In Solo, Taranaki artist Peter Lambert offers a playful yet deeply reflective look at how everyday objects can embody human experience. Known for his distinctive dribbly paint technique, Lambert’s newest series turns wine glasses and bulls into striking allegories of connection, strength, and cultural identity.
Lambert’s wine glass paintings are immediate in their charm: single glasses, pairs, and groups rendered in sweeping, spontaneous lines that evoke moments of solitude, celebration, and emotional intimacy. Each glass carries its own character; a bold red, a blushing rosé, or a sparkling champagne.

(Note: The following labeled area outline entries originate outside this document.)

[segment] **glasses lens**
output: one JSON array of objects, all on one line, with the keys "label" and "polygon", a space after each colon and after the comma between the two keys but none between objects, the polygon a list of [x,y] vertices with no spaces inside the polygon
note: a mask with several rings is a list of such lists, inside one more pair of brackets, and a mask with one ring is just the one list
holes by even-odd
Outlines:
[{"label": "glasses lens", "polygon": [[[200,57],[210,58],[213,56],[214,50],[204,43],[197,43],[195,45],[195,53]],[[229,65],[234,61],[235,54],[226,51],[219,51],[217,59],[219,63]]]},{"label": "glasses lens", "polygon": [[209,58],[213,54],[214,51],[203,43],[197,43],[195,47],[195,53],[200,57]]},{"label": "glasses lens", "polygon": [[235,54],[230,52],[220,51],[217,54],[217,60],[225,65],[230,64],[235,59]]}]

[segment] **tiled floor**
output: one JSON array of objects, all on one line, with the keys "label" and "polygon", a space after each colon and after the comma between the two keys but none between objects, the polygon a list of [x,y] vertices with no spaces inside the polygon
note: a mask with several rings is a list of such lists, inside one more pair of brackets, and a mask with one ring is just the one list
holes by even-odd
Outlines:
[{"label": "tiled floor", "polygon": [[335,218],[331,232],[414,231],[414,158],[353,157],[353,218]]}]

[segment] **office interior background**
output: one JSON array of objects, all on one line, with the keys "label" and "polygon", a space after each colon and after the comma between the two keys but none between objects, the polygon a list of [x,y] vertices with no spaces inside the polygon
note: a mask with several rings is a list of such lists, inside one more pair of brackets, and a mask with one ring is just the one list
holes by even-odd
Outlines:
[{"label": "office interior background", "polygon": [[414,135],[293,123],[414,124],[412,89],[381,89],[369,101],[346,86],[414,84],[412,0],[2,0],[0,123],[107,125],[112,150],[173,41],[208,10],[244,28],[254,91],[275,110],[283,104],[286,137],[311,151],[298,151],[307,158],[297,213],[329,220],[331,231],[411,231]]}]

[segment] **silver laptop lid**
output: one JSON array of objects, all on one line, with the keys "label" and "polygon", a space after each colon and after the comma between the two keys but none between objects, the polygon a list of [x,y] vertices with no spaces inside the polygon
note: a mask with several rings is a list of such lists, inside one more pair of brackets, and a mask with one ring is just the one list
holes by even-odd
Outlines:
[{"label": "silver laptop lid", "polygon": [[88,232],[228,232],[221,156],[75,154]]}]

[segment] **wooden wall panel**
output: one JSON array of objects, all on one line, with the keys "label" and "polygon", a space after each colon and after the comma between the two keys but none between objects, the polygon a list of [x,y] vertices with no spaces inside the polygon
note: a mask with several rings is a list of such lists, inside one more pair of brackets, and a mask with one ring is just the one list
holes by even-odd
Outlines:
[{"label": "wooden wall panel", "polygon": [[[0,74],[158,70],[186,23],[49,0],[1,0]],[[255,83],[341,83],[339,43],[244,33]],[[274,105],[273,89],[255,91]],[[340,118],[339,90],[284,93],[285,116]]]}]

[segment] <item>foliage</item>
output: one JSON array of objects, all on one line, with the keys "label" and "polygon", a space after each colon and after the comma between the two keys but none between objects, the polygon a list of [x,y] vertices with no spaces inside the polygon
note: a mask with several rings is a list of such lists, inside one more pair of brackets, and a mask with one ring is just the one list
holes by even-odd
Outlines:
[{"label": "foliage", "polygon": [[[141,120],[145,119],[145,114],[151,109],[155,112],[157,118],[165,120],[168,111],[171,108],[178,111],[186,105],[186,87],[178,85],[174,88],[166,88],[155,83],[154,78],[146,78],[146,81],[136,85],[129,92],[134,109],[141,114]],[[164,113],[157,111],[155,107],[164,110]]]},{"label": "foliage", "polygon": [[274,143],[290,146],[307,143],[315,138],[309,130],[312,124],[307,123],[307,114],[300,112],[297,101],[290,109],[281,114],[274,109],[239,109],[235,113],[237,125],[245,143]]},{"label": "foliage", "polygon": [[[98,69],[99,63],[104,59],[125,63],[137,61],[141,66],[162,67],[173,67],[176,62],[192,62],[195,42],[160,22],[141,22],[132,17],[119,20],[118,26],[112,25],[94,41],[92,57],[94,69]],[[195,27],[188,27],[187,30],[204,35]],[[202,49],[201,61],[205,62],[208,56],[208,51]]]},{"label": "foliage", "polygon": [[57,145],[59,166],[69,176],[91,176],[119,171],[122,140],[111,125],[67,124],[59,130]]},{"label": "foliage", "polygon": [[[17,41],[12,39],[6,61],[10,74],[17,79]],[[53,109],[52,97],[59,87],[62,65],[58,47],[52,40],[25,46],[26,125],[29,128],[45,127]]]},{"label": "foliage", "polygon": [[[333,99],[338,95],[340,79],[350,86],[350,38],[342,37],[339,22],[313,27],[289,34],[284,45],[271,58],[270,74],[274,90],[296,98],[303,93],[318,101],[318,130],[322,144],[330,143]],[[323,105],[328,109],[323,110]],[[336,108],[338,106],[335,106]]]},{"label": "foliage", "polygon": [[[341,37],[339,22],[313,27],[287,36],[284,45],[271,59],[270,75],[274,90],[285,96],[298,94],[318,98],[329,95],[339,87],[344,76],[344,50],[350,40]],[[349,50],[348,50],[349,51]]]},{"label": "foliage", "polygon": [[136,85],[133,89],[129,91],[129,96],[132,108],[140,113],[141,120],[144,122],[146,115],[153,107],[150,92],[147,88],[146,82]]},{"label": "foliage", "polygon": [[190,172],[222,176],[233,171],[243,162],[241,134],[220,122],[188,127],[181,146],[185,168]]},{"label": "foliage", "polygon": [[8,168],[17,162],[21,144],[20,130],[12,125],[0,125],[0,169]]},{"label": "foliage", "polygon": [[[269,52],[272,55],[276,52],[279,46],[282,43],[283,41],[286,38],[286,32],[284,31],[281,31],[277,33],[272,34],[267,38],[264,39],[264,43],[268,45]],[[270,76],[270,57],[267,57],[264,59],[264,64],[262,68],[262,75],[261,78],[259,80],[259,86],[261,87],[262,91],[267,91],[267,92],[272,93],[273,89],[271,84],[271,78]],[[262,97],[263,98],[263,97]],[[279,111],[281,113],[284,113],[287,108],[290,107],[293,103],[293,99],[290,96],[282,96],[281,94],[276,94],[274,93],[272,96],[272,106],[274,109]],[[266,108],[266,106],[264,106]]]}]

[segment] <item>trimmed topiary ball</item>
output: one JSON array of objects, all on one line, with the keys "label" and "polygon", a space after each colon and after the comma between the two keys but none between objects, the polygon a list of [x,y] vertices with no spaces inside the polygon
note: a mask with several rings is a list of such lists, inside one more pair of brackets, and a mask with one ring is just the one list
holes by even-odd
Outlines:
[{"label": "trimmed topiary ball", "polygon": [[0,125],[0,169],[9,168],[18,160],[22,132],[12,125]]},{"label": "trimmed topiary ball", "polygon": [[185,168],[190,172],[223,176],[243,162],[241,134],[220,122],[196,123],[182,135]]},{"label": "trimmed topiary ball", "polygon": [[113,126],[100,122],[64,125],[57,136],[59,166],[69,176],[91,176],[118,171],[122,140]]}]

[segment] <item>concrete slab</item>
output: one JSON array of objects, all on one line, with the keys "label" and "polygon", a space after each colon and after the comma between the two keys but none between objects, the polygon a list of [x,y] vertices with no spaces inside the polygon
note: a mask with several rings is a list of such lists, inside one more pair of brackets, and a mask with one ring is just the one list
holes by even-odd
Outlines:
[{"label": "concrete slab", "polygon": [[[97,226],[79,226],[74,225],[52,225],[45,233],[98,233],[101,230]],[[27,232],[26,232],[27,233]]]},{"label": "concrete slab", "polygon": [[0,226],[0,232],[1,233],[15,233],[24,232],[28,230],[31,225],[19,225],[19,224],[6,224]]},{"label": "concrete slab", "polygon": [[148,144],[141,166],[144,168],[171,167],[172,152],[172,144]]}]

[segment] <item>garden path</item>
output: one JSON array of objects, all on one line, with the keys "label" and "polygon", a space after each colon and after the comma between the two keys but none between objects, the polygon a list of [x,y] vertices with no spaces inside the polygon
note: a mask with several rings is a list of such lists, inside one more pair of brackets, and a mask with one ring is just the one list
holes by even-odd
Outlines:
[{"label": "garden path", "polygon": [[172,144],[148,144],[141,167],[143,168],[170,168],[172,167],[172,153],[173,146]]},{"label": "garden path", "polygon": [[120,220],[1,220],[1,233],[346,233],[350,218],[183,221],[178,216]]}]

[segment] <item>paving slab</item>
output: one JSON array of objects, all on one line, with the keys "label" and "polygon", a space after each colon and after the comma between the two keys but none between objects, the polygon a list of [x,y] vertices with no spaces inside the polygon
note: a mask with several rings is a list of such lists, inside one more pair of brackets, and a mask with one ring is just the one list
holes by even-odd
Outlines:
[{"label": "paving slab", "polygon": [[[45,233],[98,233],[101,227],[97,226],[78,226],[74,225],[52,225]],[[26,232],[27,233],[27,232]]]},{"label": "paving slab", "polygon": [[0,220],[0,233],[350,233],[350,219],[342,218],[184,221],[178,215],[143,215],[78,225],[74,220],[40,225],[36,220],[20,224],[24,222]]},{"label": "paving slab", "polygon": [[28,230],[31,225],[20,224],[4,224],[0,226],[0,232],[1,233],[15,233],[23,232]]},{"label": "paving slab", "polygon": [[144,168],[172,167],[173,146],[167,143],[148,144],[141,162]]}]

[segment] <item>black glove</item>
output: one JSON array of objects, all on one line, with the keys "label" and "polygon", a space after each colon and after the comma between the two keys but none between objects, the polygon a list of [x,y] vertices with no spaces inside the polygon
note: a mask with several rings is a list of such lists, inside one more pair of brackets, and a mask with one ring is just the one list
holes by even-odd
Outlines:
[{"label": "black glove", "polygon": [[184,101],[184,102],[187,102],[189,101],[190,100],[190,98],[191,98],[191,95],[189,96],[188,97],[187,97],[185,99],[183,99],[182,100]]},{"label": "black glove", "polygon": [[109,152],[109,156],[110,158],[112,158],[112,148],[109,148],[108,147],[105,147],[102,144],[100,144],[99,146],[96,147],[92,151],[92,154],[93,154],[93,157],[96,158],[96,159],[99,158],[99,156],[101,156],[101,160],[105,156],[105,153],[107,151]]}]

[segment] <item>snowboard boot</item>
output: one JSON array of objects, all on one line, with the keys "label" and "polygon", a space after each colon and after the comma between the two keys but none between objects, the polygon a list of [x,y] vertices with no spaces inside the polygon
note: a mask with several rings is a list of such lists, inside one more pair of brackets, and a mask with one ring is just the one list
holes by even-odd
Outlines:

Together, they form a cast of personas, portraits of people as vessels, leaning on one another, full of spirit, or left half empty. There is humour here, but also tenderness and truth.
This spirit of anthropomorphism continues in a powerful new set of allegorical paintings inspired by Lambert’s long time fondness for Sangre de Toro, a Spanish red wine. Each bottle comes with a small plastic bull attached, and over time Lambert noticed that every bull stood in a slightly different stance; defiant, poised, confrontational, or proud. This quiet observation became the seed for a series exploring strength and masculine identity. In Bulls Sparring, four bulls pose, each its own archetype. In Sangre de Toro, two bulls clash, horns locked, blood spilled, an unmistakable nod to today’s global political tensions, a world increasingly shaped by aggression and ego.